27 August 2015, The Tablet

Church leaders stake their claims ahead of the synod


Just one month before the Ordinary Synod on the Family is to open in Rome on 4 October, church leaders have been staking out doctrinal “territory” on the course they think the synod should follow.

In a new book, God or Nothing, Cardinal Robert Sarah – who was made Prefect of the Congregation for Divine Worship and the Discipline of the Sacraments by Pope Francis last year – warns against separating magisterial teaching from pastoral practice. “The idea of putting magisterial teaching in a beautiful display case while separating it from pastoral practice, which then could evolve along with circumstances, fashions, and passions, is a sort of heresy, a dangerous schizophrenic pathology,” he says in the book which is a series of interviews with journalist Nicolas Diat.

There has been praise for the book from Archbishop Carlo Maria Viganò, Apostolic Nuncio to the United States, who observes that “mission countries have  become an invaluable source of evangelisation and inspiration for the lands from which its missionaries originally came”.
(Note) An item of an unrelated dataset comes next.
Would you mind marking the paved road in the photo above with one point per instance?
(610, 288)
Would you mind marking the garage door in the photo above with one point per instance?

Archbishop Blase Cupich of Chicago, however, who formally received the pallium on Sunday, at Holy Name Cathedral, with Archbishop Viganò placing the vestment on his shoulders, appeared in his homily to emphasise the need for change at the synod to which he will reportedly be named a delegate: “It is clear that the Holy Father is calling the Church to examine our categories of expression about what we believe and be open to new avenues and creativity when it comes to accompanying families.  We [cannot] settle for solutions that no longer work, expressions that no longer inspire and ways of working that stifle creativity and collaboration.” Meanwhile a new book from the Pontifical Council for the Family joined the debate. Family and Church: an indissoluble bond, published this summer in Italian, is a collection of presentations by theologians and canon lawyers gathered by the Pontifical Council for the Family for three days in January, February and March this year.

The consensus of the two dozen participants, most teaching at pontifical universities in Rome, is that the Church must present more clearly its teaching on marriage; do more to help young couples prepare for marriage; be more effective in helping couples in trouble; and reach out to those who divorced and remarried without an annulment. The challenge lies in being both loving ministers of God’s mercy and strong defenders of God’s truth, the contributors argue.

In some contrast with Cardinal Sarah, Cardinal Berhaneyesus Souraphiel of Addis Ababa, made a cardinal by Pope Francis earlier this year, wants church teaching on the family to be adapted to the local culture and economic situation. He identified poverty as the main issue for families in Ethiopia and said Bishops’ Conferences needed to see that the teaching of the Gospel is inculturated.